Of course, anything concerning Suda 51 comes with an expectation of uniqueness, quirkiness and an unabashed refusal to compromise. Black Knight Sword seems to have no plans to upend such expectations, at least as far the aesthetics are concerned.
Like a meeting between Eastern Europe and Japan, puppetry and 19th-century art styles are uncommon bedfellows in the world of videogames. The hack ‘n’ slash gameplay may not be entirely fresh, but this aesthetic certainly is. Just look at the screenshots… I for one haven’t seen anything that is easily comparable to such art direction.

Framed by the deep red of a theatre curtain, each and every sidescrolling scene looks as though it has been plucked from the sketch book of a morose, depressed artist of Victorian England descent. Moody lighting, muted tones and a desire to subvert your expectations are the order of the day. I came into the Black Knight Sword demo knowing nothing about the game, I left with those images circling my head and with a genuine sense of wanting to experience more just to see more.
Fans of videogame observation are in for a treat.
The art style is brought into even sharper focus, and given an over-worldly sense of motion, thanks to the decision to scroll the world around the player. Rather than moving the knight through the environment, your heavily armoured warrior stays in the centre of the screen as the backdrops glide past.
Such heavenly motion is juxtaposed by the comparatively traditional gameplay. Combat is hack ‘n’ slash in every sense of the term, with simple strikes of your sword ending the lives of the borderline ridiculously designed enemies in explosions of blood and dismemberment.

From what I’ve seen thus far, enemy numbers are small – this can hardly be considered to harbour the same intensity of gameplay as Golden Axe or Castle Crashers – and gameplay is designed around overcoming diverse situations rather than hordes of bodies. The challenge here will be to keep things interesting by constantly delivering enticing scenarios, but what’s for sure is that the lower enemy count allows you plenty of opportunity to ogle the scenery.
Like almost every game of today’s era, Black Knight Sword adds an RPG element in the form of an upgrade system. Vanquished enemies sometimes drop hearts which act as the game’s currency and are traded in to improve your abilities.
Having seen so little of the game it’s impossible to comment on their effectiveness or long-term appeal and, in all honestly, I’m not concerned by those sorts of additions as a general rule. But I’ll reserve judgement until the finished article is in my hands.
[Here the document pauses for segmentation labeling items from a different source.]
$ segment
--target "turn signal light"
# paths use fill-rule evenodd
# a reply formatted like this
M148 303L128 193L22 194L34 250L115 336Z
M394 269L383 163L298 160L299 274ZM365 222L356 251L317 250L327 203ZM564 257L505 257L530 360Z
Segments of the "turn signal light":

All of this is wrapped in a musical score composed by the uniformly brilliant Akira Yamaoka (Silent Hill, Shadows of the Damned and the upcoming Lollipop Chainsaw), so expect the sound design to compliment and enrich the visual element.
No matter how Black Knight Sword turns out (good or bad), there’s little chance that this is going to be the game that finally brings the Grasshopper Manufacture the commercial success their games deserve. The studio’s reluctance to compromise and desire to constantly craft fresh (often challenging) experiences means they’ll likely always stay rooted in the realm of artistic appreciation rather than mass entertainment.
Black Knight Sword, like Shadows of the Damned, Killer7 and No More Heroes, will likely become another sexy little secret of those in the know. Needless to say, I’m eager for a bigger peek at the puppets as they glide across their floating backdrop.